Claire Victor won $2,000 for her Modern Quilt Entry, Lost in Space, from sponsor, Modern Quilt’s Unlimited

Claire VictorAbout 15 years ago, Claire Victor decided she wanted to sew her own clothing. Inspired by her mother who was a great home seamstress, she started taking lessons at her local sewing store, Hartsdale Fabrics in Hartsdale, NY.  Downstairs in the store, they had a quilt shop; something she had never seen before. What she saw there was so much more interesting than any preconceived notion she had had of what quilting was, and they had classes! Because of her work schedule, she was unable to take a class at that time but she sent ahead and bought the Eleanor Burns Log Cabin Quilt-in-a-Day book, picked out some fabrics and off she went. She figured it all out on her own, laughed a lot along the way, had fun throughout the entire process and never looked back.

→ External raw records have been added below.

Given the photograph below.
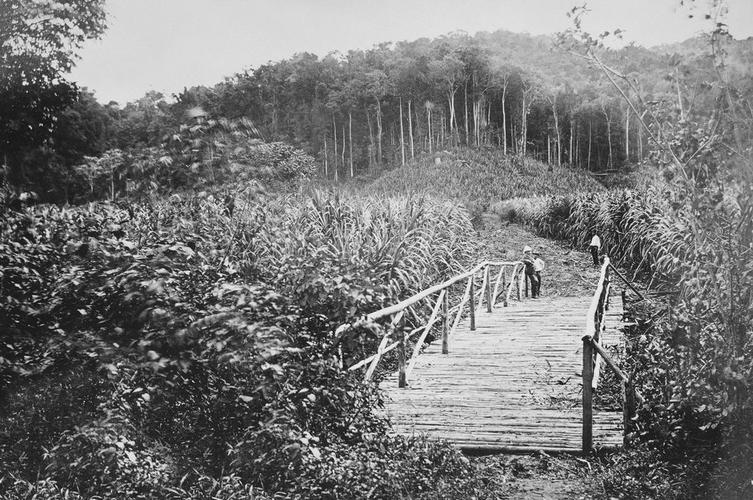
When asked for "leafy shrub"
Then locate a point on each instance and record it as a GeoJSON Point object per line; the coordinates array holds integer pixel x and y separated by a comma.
{"type": "Point", "coordinates": [201, 344]}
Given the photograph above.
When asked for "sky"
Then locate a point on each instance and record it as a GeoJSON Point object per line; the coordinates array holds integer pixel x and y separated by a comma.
{"type": "Point", "coordinates": [166, 45]}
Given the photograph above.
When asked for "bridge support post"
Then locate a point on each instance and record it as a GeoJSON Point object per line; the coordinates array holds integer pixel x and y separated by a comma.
{"type": "Point", "coordinates": [401, 381]}
{"type": "Point", "coordinates": [628, 410]}
{"type": "Point", "coordinates": [489, 299]}
{"type": "Point", "coordinates": [504, 287]}
{"type": "Point", "coordinates": [588, 375]}
{"type": "Point", "coordinates": [445, 325]}
{"type": "Point", "coordinates": [472, 303]}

What inspired Claire’s winning design, Lost in Space? “I am interested in geometric patterns, especially ones with illusion. The tumbling block is my “block of choice.” I do them every which way I can think of. Recently, I had the chance to join a hand sewing group at Monica’s Quilt and Bead in Palm Desert, CA and I started to learn appliqué. All the ladies were doing more traditional patterns which did not interest me so I designed my own, an elongated tumbling block. The group came up with the name “Lost in Space”.  My favorite reference books are from Sara Nephew and Marci Baker. I had also been studying an old Katie Pasquini-Masopust book.

How long did it take to make your winning quilt? What did you learn along the way? “I decided long ago to never pay attention to how long it takes to make a quilt; I just do it until it’s finished. But if I had to guess, I would say three or four months. It was a great journey; since this was my first appliqué quilt. I was (and still am) having trouble with the technique but it was very interesting to figure out the design and combine machine piecing, English paper piecing, hand sewing and then machine quilting.

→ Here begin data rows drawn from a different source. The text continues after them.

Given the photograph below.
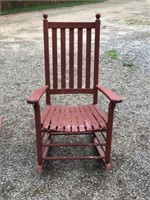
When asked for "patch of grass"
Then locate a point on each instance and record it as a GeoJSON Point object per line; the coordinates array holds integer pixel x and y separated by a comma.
{"type": "Point", "coordinates": [136, 21]}
{"type": "Point", "coordinates": [49, 5]}
{"type": "Point", "coordinates": [128, 64]}
{"type": "Point", "coordinates": [113, 54]}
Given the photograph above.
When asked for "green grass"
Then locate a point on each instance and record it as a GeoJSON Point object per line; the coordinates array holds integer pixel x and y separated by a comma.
{"type": "Point", "coordinates": [113, 54]}
{"type": "Point", "coordinates": [48, 6]}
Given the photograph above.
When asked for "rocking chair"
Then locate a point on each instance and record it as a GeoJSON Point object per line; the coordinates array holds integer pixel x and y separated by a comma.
{"type": "Point", "coordinates": [76, 78]}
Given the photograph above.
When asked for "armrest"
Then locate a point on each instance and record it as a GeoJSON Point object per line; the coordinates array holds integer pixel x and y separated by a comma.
{"type": "Point", "coordinates": [36, 95]}
{"type": "Point", "coordinates": [109, 94]}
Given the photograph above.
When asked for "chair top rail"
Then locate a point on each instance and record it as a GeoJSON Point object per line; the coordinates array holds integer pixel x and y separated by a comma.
{"type": "Point", "coordinates": [72, 25]}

What was your reaction when you won?  “My first reaction was complete disbelief, and then I cried (a little). You might wish and dream about these moments but believe me they come when you least expect them. Needless to say, once I recovered, I was extremely honored.”

Did you do anything special with your prize money? “Almost immediately I ordered a custom made Sew Steady Table and the rest just went into my general sewing fund.”

Where do you go from here with your quilting? “I just continue…open to future possibilities. After saying I would ‘NEVER do appliqué’ it has turned out to be so interesting and challenging. I can achieve things with appliqué that I could not with regular piecing. I am now working on my fourth appliqué quilt.